Inadmissible under Article 6(1): (i) victim status – The fact that the High Court expressly rejected the applicant’s claim that the proceedings had exceeded a "reasonable time" could hardly comply with the requirement that the national authorities should acknowledge either expressly or in substance a violation of the Convention. Although the High Court abstained from increasing the applicant’s sentence, despite finding that the fraud was serious and that there were few mitigating circumstances, it expressly stated that it agreed entirely with the City Court’s reasoning. Moreover, it remained unclear how much of the reduction of the costs decided by the High Court was attributable to the length of the proceedings alone. Therefore, it could not be considered that the High Court had acknowledged in a sufficiently clear manner a failure to comply with the reasonable time requirement. It was not convincingly established that the national authorities had afforded redress by reducing the sentence in an express and measurable manner or by exempting the applicant from paying an amount of costs which could have constituted redress. Accordingly, the applicant could claim to be a victim.
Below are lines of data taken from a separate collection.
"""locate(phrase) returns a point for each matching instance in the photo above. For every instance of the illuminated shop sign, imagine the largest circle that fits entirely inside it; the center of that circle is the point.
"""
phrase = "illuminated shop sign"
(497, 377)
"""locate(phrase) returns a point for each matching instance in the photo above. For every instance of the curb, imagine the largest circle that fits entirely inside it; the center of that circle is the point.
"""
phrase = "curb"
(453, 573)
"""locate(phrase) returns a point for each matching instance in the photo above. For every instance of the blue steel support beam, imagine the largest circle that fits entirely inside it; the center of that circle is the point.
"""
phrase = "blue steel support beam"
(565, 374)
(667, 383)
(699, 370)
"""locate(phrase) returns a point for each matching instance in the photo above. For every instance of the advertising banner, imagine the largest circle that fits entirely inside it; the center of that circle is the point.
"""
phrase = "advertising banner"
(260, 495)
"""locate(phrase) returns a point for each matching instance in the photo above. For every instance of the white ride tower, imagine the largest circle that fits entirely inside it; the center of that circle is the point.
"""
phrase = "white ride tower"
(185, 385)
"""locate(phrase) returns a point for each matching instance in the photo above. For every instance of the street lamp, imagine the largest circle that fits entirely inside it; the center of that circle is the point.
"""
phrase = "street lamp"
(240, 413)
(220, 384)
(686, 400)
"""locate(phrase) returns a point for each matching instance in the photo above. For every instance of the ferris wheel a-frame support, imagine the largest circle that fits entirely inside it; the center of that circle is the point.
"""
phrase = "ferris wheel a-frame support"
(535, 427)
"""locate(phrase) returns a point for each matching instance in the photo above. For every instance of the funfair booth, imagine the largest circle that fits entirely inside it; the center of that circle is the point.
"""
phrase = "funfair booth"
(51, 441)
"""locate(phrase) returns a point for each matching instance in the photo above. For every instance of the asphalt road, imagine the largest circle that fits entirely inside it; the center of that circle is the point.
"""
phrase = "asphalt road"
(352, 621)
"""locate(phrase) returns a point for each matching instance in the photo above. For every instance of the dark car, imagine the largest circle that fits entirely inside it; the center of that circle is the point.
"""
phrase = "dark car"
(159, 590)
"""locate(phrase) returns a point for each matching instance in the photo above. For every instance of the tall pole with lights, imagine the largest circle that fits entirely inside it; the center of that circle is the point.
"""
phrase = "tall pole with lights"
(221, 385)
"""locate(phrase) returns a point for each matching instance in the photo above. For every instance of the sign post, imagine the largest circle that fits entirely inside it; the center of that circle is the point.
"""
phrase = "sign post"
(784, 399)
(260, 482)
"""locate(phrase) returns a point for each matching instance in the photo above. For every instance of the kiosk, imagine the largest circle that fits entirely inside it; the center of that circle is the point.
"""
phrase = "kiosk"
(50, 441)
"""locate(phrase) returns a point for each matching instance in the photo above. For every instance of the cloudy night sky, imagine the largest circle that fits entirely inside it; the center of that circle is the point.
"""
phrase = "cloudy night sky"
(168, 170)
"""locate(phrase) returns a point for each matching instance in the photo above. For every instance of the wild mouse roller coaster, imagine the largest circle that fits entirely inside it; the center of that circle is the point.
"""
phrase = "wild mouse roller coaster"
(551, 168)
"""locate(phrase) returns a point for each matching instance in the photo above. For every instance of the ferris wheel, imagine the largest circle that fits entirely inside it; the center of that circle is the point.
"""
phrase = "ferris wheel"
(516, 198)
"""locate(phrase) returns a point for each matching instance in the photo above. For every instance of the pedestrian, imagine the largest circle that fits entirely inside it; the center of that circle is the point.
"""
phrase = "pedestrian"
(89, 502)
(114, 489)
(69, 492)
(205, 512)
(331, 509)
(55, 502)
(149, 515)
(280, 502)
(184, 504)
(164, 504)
(ii) As to the length of the proceedings, they had lasted almost 7 years and 10 months. The case was undoubtedly of a complex nature. However, the facts of the case did not disclose that the investigating authorities or the prosecution had acted inappropriately or otherwise failed to undertake their duties with due diligence. As to the prosecution’s decision to join the investigations and the trials in respect of the applicant and the other defendants in order to reduce court costs, the charges against the applicant related to his role as managing director of finance of a large holding company and the defendants were top executives and accountants of this company; their roles were therefore interconnected. The High Court took this aspect into account when assessing the "reasonable time" requirement. Furthermore, evidence concerning the general structure of the company and its accounting practices were relevant to all defendants. For these reasons, the decision to join these cases appeared appropriate. Although the proceedings before the City Court, the High Court and the Board of leave to appeal lasted five years and more than two months, there were no periods of inactivity such as to make them unduly lengthy. In conclusion, the overall length of the proceedings did not go beyond what could be considered reasonable in the particular circumstances of the case: manifestly ill-founded.